Recently, a New York state court heard arguments around whether or not to publicly release value-added scores of 12,000 New York City teachers. The court hearing came only a few months after the controversial release of Los Angeles teachers’ scores. In late August of 2010, the Los Angeles Times began publishing a series of articles reporting on the quality of teachers and schools in the Los Angeles Unified School District, or LAUSD. In addition to the articles, the paper created a public, online database of individual teacher scores giving readers the power to hunt down “the ineffectives”—those teachers who apparently cause and sustain the achievement gap, many of whom, according to the Los Angeles Times, do so unknowingly. In this series, not only were we introduced to “the ineffectives,” we were also given one of many tools, value-added measurement, or VAM, to root such teachers out, and more easily identify “the miracle workers”—those teachers capable of leading their students to score higher than a statistical model predicted they would.
When we conducted an analysis of the discourse that surrounds this debate, what was most striking was not the fact that the scores were released, but the ways in which language was used to question and/or silence questions about the implications and outcomes of VAM. Though teacher effectiveness seems like a rallying cry the country can unite behind, the shape of the conversations about its measurement threatens to divide us.
When the Los Angeles Times published this series, the newspaper got what it wished for—a nationwide ripple effect—a discourse dispersed in talk and text that simplified and glorified the implications of a useful but not all-powerful tool. Throughout the series, the newspaper set up teachers as either one thing or another: effective or ineffective, good or bad, a detriment or a savior. With McCarthy-era tactics, the paper’s series flooded us with profiles of extreme-case formulations—examples so good, bad, or surprising that they almost seduced us into believing that “ineffectiveness” could be lurking anywhere, unbeknownst even to the teacher himself or herself, regardless of certification, reputation, or experience.

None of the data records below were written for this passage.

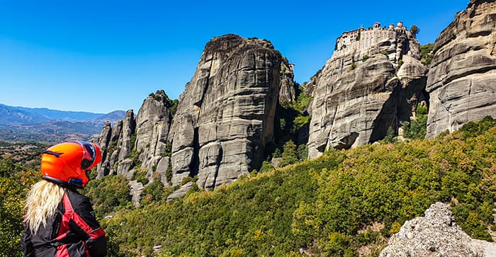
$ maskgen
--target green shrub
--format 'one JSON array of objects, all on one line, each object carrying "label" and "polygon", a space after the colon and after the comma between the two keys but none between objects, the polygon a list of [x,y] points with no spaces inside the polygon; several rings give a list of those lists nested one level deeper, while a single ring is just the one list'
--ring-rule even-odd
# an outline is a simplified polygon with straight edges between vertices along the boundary
[{"label": "green shrub", "polygon": [[423,139],[427,133],[427,106],[417,105],[417,118],[411,119],[408,126],[403,128],[403,135],[412,139]]},{"label": "green shrub", "polygon": [[0,158],[0,255],[22,256],[20,239],[26,198],[39,172]]},{"label": "green shrub", "polygon": [[90,181],[83,193],[91,199],[95,214],[99,219],[131,206],[130,186],[122,175],[109,175]]}]

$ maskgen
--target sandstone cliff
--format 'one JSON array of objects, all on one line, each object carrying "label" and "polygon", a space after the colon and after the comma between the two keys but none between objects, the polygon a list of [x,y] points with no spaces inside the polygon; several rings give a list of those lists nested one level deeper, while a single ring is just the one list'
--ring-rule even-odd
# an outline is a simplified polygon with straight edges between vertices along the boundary
[{"label": "sandstone cliff", "polygon": [[170,146],[167,135],[174,104],[164,91],[158,91],[145,99],[137,117],[130,110],[113,127],[106,123],[99,139],[102,162],[97,166],[98,177],[123,174],[131,180],[140,171],[145,173],[150,181],[160,179],[168,185],[166,172]]},{"label": "sandstone cliff", "polygon": [[496,2],[470,1],[439,35],[427,90],[427,138],[496,117]]},{"label": "sandstone cliff", "polygon": [[329,147],[348,149],[384,137],[388,127],[397,130],[400,122],[409,121],[426,98],[427,70],[418,41],[400,23],[389,29],[345,33],[336,45],[307,85],[313,96],[311,159]]},{"label": "sandstone cliff", "polygon": [[172,185],[198,176],[212,189],[259,165],[273,138],[281,58],[269,42],[235,35],[206,45],[169,135]]},{"label": "sandstone cliff", "polygon": [[472,239],[455,224],[448,205],[436,202],[425,217],[405,222],[380,257],[496,256],[496,244]]}]

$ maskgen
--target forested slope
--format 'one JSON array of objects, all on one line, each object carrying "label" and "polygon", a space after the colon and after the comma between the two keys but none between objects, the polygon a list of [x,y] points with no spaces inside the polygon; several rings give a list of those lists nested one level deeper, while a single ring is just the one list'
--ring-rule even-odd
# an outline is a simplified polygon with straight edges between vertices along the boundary
[{"label": "forested slope", "polygon": [[[193,188],[171,202],[157,184],[137,209],[120,202],[96,210],[101,219],[112,215],[102,221],[114,255],[377,256],[405,220],[436,201],[451,203],[470,236],[491,241],[495,125],[487,117],[430,140],[332,150],[214,191]],[[101,184],[110,179],[124,178],[90,185],[94,200],[122,188]]]}]

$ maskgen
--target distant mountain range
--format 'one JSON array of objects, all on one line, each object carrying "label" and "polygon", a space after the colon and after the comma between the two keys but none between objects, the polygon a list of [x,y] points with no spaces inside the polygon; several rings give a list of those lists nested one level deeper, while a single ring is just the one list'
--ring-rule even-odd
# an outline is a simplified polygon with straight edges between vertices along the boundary
[{"label": "distant mountain range", "polygon": [[47,108],[9,106],[0,103],[0,140],[55,143],[67,139],[89,139],[103,124],[125,115],[123,110],[107,114]]}]

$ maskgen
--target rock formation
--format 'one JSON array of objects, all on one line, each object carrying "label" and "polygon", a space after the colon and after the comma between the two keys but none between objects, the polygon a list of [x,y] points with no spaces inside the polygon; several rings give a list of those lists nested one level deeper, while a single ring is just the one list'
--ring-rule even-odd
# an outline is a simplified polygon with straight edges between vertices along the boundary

The Times forgot to share what those who study teacher effectiveness have been arguing for the last decade: Effectiveness is not a monolithic thing, but rather teachers are more or less effective across different subjects, students, and circumstances. So far, conversations about value-added measurement seem to use language in ways that present a single view of teaching and position teacher effectiveness as something static that can be estimated by a single statistic. Those who believe teacher effectiveness is flexible across subjects, students, and varying demands do not suggest that all teachers are good at something—some aren’t—but rather that the complexity of roles and expectations for teachers requires them to have a dynamic profile of effectiveness. Those who talk about VAM, as if it were both the crystal ball and the Holy Grail for education reform, would love for us to believe otherwise.

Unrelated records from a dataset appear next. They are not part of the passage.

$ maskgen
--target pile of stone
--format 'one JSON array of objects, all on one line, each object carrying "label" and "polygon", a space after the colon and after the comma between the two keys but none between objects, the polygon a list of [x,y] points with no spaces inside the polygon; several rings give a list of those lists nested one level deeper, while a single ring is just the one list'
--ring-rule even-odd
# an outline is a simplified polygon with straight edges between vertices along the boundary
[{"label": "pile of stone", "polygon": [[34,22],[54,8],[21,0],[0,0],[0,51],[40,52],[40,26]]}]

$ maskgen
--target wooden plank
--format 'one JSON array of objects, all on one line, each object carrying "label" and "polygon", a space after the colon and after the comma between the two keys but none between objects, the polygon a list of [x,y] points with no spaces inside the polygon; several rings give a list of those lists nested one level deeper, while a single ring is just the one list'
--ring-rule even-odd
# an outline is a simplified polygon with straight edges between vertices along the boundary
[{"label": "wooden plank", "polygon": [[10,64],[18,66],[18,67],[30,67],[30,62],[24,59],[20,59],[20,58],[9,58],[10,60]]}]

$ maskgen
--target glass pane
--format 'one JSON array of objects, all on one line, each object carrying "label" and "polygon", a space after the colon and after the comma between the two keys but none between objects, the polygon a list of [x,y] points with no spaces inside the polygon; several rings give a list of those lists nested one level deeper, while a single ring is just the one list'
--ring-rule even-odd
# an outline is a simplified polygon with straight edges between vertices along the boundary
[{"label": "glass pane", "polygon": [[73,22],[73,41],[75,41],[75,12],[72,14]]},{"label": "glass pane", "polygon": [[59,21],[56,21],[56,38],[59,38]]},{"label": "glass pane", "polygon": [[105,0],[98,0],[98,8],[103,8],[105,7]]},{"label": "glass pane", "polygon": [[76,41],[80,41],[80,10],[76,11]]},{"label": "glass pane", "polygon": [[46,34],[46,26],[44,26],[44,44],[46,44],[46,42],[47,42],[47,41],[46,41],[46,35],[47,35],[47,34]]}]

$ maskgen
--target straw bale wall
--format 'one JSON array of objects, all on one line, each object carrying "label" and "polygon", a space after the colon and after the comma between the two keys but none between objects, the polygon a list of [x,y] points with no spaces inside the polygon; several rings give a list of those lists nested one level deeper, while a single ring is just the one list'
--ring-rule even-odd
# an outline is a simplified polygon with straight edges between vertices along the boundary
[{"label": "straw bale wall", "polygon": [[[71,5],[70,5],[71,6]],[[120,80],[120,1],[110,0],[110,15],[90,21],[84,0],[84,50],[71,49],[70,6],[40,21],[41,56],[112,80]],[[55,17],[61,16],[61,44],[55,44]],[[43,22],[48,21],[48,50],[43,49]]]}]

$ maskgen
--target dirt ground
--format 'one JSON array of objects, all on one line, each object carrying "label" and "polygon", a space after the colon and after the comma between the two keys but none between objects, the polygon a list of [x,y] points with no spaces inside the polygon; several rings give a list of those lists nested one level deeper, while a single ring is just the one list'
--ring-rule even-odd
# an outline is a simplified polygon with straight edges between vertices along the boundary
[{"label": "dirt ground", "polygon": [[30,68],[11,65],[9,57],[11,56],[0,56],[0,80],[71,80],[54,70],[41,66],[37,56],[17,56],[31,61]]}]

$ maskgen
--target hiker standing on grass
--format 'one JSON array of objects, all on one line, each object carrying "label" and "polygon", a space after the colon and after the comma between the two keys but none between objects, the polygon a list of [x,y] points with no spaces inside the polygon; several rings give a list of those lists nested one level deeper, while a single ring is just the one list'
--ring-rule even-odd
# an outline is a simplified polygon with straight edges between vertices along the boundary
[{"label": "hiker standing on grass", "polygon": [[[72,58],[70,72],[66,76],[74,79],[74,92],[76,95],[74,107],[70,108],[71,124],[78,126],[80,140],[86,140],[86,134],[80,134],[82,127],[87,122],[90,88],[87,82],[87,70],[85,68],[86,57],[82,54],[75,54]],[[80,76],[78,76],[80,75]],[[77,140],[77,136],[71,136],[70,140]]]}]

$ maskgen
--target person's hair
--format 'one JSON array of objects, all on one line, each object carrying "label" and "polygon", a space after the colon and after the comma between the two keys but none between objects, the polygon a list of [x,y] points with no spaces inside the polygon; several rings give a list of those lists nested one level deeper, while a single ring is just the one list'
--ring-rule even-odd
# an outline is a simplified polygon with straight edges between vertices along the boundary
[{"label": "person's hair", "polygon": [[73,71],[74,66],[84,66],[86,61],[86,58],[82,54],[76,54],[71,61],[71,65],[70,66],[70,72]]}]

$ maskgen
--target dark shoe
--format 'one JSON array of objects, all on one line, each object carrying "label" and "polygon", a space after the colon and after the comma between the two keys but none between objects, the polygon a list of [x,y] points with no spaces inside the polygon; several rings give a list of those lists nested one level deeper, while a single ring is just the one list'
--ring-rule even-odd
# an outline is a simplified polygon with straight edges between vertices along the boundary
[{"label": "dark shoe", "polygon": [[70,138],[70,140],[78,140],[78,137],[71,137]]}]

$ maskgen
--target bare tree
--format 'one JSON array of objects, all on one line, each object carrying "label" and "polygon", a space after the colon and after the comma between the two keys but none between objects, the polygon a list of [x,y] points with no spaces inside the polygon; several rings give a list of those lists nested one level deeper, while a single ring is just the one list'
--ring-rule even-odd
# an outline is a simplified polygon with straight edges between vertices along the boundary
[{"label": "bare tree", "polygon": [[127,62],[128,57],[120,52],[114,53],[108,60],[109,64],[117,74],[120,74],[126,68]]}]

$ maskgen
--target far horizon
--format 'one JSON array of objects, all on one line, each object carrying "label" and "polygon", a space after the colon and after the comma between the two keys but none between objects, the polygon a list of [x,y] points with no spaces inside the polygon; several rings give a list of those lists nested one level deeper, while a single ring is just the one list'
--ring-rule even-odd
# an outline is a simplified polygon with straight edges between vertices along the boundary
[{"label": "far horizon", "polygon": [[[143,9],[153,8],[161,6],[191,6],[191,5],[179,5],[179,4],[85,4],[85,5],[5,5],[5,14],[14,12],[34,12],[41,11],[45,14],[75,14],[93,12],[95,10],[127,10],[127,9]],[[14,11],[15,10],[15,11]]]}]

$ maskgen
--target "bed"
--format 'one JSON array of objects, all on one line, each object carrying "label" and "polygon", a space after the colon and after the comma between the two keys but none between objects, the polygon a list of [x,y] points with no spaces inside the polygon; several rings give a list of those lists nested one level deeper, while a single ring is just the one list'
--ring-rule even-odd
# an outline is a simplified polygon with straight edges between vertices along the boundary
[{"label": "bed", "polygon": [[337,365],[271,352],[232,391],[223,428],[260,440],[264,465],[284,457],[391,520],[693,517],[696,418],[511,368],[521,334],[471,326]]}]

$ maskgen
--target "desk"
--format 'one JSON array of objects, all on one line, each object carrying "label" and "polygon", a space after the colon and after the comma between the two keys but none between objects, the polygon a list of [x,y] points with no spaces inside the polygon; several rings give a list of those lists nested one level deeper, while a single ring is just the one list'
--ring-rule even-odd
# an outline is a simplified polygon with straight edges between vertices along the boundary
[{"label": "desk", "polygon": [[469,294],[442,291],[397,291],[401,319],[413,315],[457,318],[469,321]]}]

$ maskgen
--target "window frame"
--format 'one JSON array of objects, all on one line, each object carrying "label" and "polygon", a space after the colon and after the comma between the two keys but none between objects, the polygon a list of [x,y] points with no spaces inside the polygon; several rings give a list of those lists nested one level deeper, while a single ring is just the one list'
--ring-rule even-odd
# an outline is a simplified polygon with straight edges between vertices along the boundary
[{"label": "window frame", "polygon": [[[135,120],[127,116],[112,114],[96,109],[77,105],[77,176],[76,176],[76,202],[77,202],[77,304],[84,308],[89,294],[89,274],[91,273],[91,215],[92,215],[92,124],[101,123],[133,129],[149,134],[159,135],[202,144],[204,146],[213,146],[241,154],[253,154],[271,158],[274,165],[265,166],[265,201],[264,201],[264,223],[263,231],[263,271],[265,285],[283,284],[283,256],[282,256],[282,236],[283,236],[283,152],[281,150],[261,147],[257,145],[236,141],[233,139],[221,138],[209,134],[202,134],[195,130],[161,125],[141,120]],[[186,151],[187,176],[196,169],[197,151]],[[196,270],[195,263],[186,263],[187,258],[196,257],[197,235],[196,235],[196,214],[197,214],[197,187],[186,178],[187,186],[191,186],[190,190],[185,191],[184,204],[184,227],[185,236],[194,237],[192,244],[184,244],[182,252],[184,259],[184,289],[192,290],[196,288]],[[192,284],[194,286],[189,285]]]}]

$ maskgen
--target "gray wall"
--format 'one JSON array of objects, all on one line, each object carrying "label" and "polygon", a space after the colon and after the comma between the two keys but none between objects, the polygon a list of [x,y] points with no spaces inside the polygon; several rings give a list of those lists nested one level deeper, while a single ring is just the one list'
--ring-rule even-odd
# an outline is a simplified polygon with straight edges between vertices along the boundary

While it may seem that this debate is new news, in 2009, months before VAM was twinkling over the Los Angeles Times’ presses, several issues of Educational Researcher, the pre-eminent education research journal, were devoted to articles that outlined the complexity of identifying, let alone measuring, effectiveness in teaching. Six years earlier, the Journal of Educational and Behavioral Statistics published a special issue focusing exclusively on VAM. The overall conclusion of the editors was that VAM was valid only for school-level, not classroom-level, comparisons. Ironically, concerns around the reliability of value-added measurement are no longer central to the debate about publicly releasing individual teachers’ scores. Instead, its validity is most often called into question for the reason summed up by Charles G. Moerdler, a lawyer for the American Federation of Teachers, in a recent New York Times news article. “The information has no critical basis other than to facilitate a libel,” he said. “If it’s garbage in, it’s garbage out. Just because it’s a number, it doesn’t mean it’s suddenly objective.”
While the outcome of the New York court decision is pending, several New York news outlets, including The New York Times, have asked to publish the city’s teacher scores. But before New York news sources make the same mistake that their counterparts in Los Angeles made—making VAM seem like a litmus test capable of revealing who is and who isn’t an angel or criminal in the classroom—it may be useful to draw upon conversations about VAM that stretch back a bit further than this past August.
Ironically, the very researchers who were popularizing and citing the findings of earlier research aided by value-added analyses are now often quoted in opposition to some of its uses (e.g., Linda Darling-Hammond and Diane Ravitch). Most education researchers are quoted as arguing for “multiple measures” of effectiveness, yet these measures are never described. The plea for multiple measures is therefore constructed as a fuzzy, unknown bundle of “other” things—a soft, teacher-defending, union-loving idea with no evidence, let alone a “real” name. Yet, the names of those “other” things could be readily released: observational data; parent, student, and peer survey responses; portfolio reviews; and lesson analyses. Also, it’s important to remember that two 2010 studies, one performed by researchers from Mathematical Policy Research and another by John P. Papay from Harvard University, showed that even if measured twice in the same year, approximately one-third of teachers categorized as “effective” one year were categorized as “ineffective” the very next time, either because effectiveness is subject to dramatic change or because the measure itself is unstable or unreliable to begin with.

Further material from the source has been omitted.